We Are Now Fully Wireless
The Apple Watch is many things: a refined product entering an expectant market, Apple’s first post-Steve product, a companion for your iPhone, a bundle of sensors and a number of technical innovations; all wrapped up in an amazing package and strapped to your wrist.
This would all be enough, but the biggest step forward for the Apple Watch is how completely wireless it is: inductive charging and no docking port makes it the first completely wireless product Apple has produced. All communication with the device happens wirelessly, and when even the charging pins aren’t exposed the design lends itself to things that weren’t possible with ports and promises to deliver an extremely reliable platform.
WHITHER WI-FI?
Apple Watch S1 Board Showing a Lone U.FL Antenna Connector
The open question, and Apple hasn’t made any announcements, is what radio or radios does the Apple Watch have inside? Given the compatibly matrix and the payment support it looks like a Bluetooth LE and NFC radios will be included at a minimum. But what about Wi-Fi? We won’t know for sure until we get closer to the release date.
RATE vs RANGE
The potential inclusion of Wi-Fi would make the Apple Watch a real game changer. With the ability of iOS and Mac OS to synch keychains, including Wi-Fi passwords, always on connectivity is suddenly an option, bandwidth is available for high quality voice and our phones need not drain their batteries supporting our watches.
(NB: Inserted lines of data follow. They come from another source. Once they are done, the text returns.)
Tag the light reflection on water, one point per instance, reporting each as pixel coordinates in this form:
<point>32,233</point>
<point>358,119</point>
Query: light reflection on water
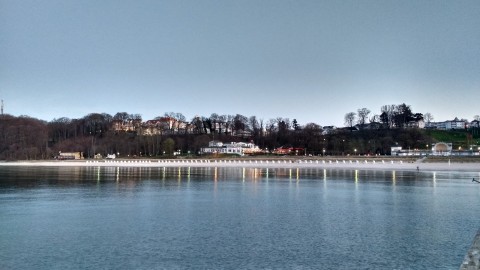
<point>234,218</point>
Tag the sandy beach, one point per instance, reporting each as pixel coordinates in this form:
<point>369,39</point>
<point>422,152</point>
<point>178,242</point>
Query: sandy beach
<point>357,164</point>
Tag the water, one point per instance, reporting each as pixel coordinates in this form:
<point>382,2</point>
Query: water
<point>234,218</point>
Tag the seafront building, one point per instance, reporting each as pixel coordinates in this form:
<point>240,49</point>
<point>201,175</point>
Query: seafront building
<point>233,148</point>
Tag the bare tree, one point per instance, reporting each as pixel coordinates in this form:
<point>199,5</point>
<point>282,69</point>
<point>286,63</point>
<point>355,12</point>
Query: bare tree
<point>363,115</point>
<point>350,119</point>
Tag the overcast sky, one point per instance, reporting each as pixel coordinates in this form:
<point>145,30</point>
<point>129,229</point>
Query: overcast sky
<point>313,61</point>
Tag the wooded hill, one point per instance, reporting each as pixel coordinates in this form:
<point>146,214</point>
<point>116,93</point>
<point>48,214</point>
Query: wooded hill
<point>26,138</point>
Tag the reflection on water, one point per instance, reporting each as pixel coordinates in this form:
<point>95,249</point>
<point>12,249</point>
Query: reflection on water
<point>234,218</point>
<point>34,176</point>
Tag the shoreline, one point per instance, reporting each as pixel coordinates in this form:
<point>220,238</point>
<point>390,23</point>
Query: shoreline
<point>354,164</point>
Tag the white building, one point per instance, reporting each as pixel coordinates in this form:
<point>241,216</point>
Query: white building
<point>234,148</point>
<point>450,124</point>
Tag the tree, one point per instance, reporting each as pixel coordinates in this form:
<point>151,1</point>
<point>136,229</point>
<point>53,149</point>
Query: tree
<point>295,124</point>
<point>428,117</point>
<point>350,119</point>
<point>403,114</point>
<point>168,146</point>
<point>363,115</point>
<point>387,115</point>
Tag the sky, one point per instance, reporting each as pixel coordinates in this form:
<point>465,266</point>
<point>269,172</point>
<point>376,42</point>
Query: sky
<point>313,61</point>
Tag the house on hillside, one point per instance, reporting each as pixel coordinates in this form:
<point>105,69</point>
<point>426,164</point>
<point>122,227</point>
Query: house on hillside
<point>233,148</point>
<point>450,124</point>
<point>126,125</point>
<point>475,124</point>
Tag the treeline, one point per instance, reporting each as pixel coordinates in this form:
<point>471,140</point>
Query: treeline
<point>26,138</point>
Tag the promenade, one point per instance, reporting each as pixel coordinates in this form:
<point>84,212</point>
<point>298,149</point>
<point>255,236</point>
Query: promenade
<point>330,163</point>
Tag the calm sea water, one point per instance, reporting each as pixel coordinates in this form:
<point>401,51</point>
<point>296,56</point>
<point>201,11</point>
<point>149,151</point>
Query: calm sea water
<point>235,218</point>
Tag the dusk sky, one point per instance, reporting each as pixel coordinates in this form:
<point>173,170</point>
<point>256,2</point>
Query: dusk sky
<point>313,61</point>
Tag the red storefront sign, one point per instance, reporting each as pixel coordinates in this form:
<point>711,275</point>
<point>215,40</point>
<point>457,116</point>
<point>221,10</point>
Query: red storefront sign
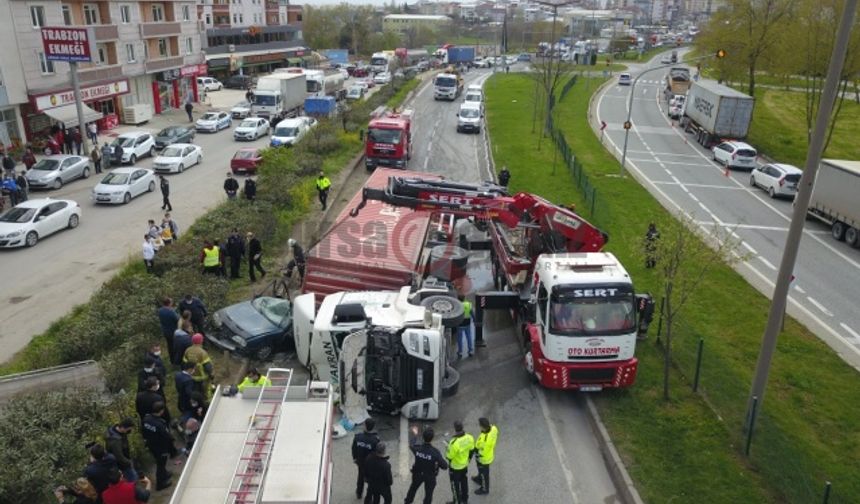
<point>68,44</point>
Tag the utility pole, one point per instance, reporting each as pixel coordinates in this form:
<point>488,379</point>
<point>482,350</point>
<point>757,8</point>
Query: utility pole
<point>801,204</point>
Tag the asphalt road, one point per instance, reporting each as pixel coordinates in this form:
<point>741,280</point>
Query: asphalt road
<point>681,175</point>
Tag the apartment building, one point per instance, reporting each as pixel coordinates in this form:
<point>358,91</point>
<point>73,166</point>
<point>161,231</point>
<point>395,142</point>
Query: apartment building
<point>147,52</point>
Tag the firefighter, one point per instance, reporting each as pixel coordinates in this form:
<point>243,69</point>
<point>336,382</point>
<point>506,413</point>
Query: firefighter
<point>460,449</point>
<point>363,444</point>
<point>428,461</point>
<point>485,446</point>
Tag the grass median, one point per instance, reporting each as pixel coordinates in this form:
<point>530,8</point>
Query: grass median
<point>688,449</point>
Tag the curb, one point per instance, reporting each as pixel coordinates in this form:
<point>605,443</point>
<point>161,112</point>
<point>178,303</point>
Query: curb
<point>617,470</point>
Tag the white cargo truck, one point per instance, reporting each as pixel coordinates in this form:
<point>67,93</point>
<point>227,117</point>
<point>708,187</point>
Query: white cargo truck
<point>835,199</point>
<point>715,113</point>
<point>279,95</point>
<point>264,445</point>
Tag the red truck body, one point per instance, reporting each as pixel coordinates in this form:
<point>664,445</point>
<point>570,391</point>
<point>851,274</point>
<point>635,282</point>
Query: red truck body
<point>381,249</point>
<point>389,140</point>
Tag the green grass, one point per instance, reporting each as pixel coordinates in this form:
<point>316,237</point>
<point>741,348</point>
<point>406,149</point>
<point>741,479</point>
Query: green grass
<point>687,449</point>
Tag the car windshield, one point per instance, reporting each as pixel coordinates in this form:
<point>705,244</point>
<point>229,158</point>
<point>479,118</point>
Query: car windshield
<point>579,316</point>
<point>288,131</point>
<point>172,152</point>
<point>384,136</point>
<point>274,309</point>
<point>115,179</point>
<point>46,165</point>
<point>18,215</point>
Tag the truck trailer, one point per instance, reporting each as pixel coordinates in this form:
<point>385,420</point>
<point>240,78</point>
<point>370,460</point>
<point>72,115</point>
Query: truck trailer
<point>714,112</point>
<point>835,201</point>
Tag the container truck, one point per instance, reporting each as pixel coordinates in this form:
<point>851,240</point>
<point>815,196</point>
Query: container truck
<point>279,95</point>
<point>714,112</point>
<point>835,199</point>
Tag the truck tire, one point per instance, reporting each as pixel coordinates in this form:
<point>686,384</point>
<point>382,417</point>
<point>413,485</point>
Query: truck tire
<point>450,308</point>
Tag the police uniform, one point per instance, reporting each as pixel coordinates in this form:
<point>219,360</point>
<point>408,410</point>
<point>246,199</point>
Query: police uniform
<point>428,461</point>
<point>363,444</point>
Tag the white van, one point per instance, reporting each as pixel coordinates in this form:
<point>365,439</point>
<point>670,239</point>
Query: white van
<point>470,117</point>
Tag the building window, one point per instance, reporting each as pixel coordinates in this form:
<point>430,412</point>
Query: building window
<point>45,64</point>
<point>37,16</point>
<point>157,13</point>
<point>67,15</point>
<point>91,14</point>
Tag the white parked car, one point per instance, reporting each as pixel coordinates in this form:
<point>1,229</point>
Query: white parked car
<point>733,154</point>
<point>777,179</point>
<point>209,84</point>
<point>251,128</point>
<point>213,121</point>
<point>32,220</point>
<point>135,145</point>
<point>176,158</point>
<point>123,184</point>
<point>290,131</point>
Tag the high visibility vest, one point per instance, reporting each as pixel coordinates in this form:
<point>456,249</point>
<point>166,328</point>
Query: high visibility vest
<point>212,257</point>
<point>459,449</point>
<point>486,445</point>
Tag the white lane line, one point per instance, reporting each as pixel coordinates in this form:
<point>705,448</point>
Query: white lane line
<point>819,306</point>
<point>849,330</point>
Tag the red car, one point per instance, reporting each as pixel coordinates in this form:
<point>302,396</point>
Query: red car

Wi-Fi also has much more range than Bluetooth, with a corresponding increase in power consumption. It’s fair to say that the charging picture painted by apple: “wear it by day, charge it by night” suggests that the display is not the only part of the watch that consumes a significant amount of power for a necessarily small battery (lack of battery life numbers is a serious omission, I expect they are targeting 18 hours on 4 hours charging duty cycle and they haven’t hit that target just yet).
NOT FULLY CLEAR
I’ve never really liked NFC. As an RFID solution it’s interesting but it solves a problem I really wish we didn’t have: how do I connect to a device that’s right next to me? Ideally devices are able to talk to each other when they are in proximity, Apple has developed a number of technologies for this: Air Drop, PeerKit, and the upcoming continuity features of iOS and Mac which all rely on devices being able to talk to each other without infrastructure.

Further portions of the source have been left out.